La crisis de los 40 se transformó en la de los 20
El abuso de pantallas, las expectativas frustradas y la pandemia se destacan como causas principales del deterioro de la salud mental juvenil.
Durante décadas, la satisfacción vital se entendió como una curva en forma de sonrisa: alta en la juventud, baja en la mediana edad (la crisis de los 40) y luego repuntaba. La infelicidad, en cambio, tenía forma de joroba o sonrisa invertida. Sin embargo, un estudio con más de 10 millones de respuestas en Estados Unidos, el Reino Unido y 44 países, publicado en la revista científica PLOS One, muestra que esa curva desapareció.
Ahora, la infelicidad comienza muy alta en los jóvenes y tiende a disminuir conforme pasan los años. Este cambio paradigmático indica que la crisis de la mediana edad se desplazó hacía una crisis precoz, la de los 20 años.

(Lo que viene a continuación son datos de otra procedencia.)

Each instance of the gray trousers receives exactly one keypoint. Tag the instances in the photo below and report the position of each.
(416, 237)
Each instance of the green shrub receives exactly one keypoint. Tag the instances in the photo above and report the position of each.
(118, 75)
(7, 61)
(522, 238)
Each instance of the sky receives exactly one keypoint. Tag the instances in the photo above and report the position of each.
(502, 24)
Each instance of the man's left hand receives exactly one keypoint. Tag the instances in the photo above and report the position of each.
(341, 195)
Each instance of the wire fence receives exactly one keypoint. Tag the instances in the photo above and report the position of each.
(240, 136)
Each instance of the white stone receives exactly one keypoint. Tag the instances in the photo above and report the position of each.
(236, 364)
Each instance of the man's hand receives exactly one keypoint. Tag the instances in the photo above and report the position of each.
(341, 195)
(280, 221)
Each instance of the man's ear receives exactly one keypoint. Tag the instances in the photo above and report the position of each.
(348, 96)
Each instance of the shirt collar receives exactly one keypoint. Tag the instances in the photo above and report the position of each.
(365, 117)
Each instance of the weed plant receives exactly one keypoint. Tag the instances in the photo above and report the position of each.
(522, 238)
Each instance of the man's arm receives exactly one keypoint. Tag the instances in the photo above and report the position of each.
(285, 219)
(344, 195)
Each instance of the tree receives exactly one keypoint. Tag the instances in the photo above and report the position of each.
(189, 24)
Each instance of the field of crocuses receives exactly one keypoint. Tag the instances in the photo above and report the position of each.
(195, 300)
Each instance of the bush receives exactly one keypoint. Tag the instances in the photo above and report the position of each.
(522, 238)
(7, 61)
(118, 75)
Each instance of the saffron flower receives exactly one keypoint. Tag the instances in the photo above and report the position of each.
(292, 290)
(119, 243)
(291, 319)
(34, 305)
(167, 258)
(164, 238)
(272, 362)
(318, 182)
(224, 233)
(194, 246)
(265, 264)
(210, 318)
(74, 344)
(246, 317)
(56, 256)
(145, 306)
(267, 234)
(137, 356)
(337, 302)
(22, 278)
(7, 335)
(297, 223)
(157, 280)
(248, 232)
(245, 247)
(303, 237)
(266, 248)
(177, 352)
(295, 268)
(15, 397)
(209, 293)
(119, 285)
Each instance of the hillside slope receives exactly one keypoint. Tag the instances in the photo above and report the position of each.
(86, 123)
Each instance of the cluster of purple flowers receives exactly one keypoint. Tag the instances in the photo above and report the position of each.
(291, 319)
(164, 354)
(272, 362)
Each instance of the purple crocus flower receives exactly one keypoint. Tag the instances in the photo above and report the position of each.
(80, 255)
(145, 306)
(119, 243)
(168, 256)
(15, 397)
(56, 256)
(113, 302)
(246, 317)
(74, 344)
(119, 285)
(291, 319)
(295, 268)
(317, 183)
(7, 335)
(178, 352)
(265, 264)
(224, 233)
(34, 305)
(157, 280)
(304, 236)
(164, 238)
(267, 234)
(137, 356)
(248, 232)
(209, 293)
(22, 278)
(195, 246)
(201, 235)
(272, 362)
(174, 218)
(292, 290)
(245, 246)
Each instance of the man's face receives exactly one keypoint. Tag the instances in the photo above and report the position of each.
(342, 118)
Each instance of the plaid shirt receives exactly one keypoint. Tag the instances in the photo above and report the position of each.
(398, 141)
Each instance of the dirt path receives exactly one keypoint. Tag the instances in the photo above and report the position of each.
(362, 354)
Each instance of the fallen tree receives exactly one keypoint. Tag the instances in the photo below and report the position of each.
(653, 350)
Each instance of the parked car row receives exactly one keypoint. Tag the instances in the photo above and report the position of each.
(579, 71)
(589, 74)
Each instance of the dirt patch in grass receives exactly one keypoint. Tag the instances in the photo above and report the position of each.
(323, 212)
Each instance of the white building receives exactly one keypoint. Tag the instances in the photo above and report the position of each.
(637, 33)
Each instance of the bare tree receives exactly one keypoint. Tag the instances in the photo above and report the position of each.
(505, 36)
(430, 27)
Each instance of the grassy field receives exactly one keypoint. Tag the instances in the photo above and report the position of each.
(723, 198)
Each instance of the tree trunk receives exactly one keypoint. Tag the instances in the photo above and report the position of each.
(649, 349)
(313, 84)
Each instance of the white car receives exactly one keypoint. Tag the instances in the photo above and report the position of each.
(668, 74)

Causas asociadas al deterioro de la salud mental juvenil
El investigador David G. Blanchflower destaca que las causas aún no se investigaron en detalle, pero se apuntan factores como las secuelas de la pandemia, las dificultades económicas y la masiva penetración de los teléfonos inteligentes. El acceso constante a internet y redes sociales, principalmente en países desarrollados, se relaciona con el aumento de ansiedad, depresión y malestar emocional, al desplazar actividades beneficiosas como el juego, las interacciones sociales cara a cara y el tiempo al aire libre. Este patrón se observa especialmente en mujeres jóvenes, quienes presentan niveles de malestar más elevados que los hombres.
Múltiples estudios muestran que las mujeres jóvenes experimentan más ansiedad, depresión y problemas alimentarios, mientras que los hombres suelen manifestar más impulsividad y conductas relacionadas con el consumo de sustancias. Esta desigualdad se explica no solo por diferencias biológicas, sino también por factores sociales que moldean la experiencia emocional de cada género desde la infancia.
Investigaciones recientes alertan sobre la relación entre la alta adicción a dispositivos móviles y problemas graves de salud mental. El uso intensivo y compulsivo de redes sociales y videojuegos incrementa el riesgo de ansiedad y depresión, particularmente en jóvenes y más en mujeres.